Verification (manual, local — Konrad) — HARD STOP before any push

  1. Create a worker with Type = Manager / Salaried (e.g. "Fitz"), salary set.
  2. /attendance/log/ and /absences/log/ → Fitz does not appear in the worker picker (admin and, if testable, supervisor).
  3. Existing daily workers + their dashboard/report numbers are unchanged (spot-check Outstanding + a project's Labour Cost before/after Fitz exists).
  4. "Pay Salary" for Fitz → modal opens pre-set to type=Salary with Pay Immediately ticked; select Fitz, pick a project, and type the amount manually (the amount is NOT auto-filled from his stored salary — manual entry is intentional, since the actual monthly figure can differ and the modal supports multi-select) → payslip generated (clean single Salary line, no "0 days worked"), PayrollRecord visible in history.
  5. Add a Loan and a Deduction to Fitz → both appear in his worker-lookup card and the Loans / Adjustments tabs; net pay correct.
  6. /report/ → Fitz's salary shows under the project's "Management / Salaried Cost" line, not merged into daily labour cost.
  7. Full suite green: USE_SQLITE=true DJANGO_DEBUG=true python manage.py test core.tests -v 2.

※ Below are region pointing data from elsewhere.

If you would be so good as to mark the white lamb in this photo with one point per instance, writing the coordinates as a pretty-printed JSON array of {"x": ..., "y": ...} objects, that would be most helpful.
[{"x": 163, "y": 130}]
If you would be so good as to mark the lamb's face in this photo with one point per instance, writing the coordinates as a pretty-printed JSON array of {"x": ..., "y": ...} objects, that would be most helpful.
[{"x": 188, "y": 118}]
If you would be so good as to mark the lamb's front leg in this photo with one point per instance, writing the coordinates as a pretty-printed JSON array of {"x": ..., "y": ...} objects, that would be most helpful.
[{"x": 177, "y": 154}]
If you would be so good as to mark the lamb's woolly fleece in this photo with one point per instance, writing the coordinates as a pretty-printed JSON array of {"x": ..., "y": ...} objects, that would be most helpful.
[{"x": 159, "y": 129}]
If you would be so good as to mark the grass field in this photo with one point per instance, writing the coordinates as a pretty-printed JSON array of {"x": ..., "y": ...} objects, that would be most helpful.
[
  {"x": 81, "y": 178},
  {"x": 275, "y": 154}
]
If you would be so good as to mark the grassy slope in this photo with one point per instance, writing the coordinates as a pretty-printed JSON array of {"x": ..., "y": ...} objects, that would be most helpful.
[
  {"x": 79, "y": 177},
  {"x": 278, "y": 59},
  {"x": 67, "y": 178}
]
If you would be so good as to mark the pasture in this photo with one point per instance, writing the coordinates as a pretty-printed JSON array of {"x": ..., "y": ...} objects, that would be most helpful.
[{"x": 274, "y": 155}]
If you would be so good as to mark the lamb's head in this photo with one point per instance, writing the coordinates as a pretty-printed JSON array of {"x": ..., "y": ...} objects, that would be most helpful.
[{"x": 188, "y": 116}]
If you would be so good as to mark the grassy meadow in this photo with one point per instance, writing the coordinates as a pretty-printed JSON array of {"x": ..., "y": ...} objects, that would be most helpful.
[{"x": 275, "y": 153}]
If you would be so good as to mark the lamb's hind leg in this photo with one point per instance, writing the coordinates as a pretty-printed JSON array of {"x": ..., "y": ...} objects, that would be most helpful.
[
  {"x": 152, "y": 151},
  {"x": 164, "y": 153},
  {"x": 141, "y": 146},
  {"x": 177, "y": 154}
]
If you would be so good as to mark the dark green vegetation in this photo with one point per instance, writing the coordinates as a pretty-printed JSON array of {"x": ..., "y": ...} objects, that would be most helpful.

Then — and only then — Konrad decides whether to push to ai-dev + deploy.

Branch / deploy

Build on ai-dev. Do NOT push to origin or deploy until Konrad has run the local verification above and explicitly approves. This is a money-path change to a live payroll system — it warrants a hands-on local check before it reaches production, exactly like the post-attendance flow.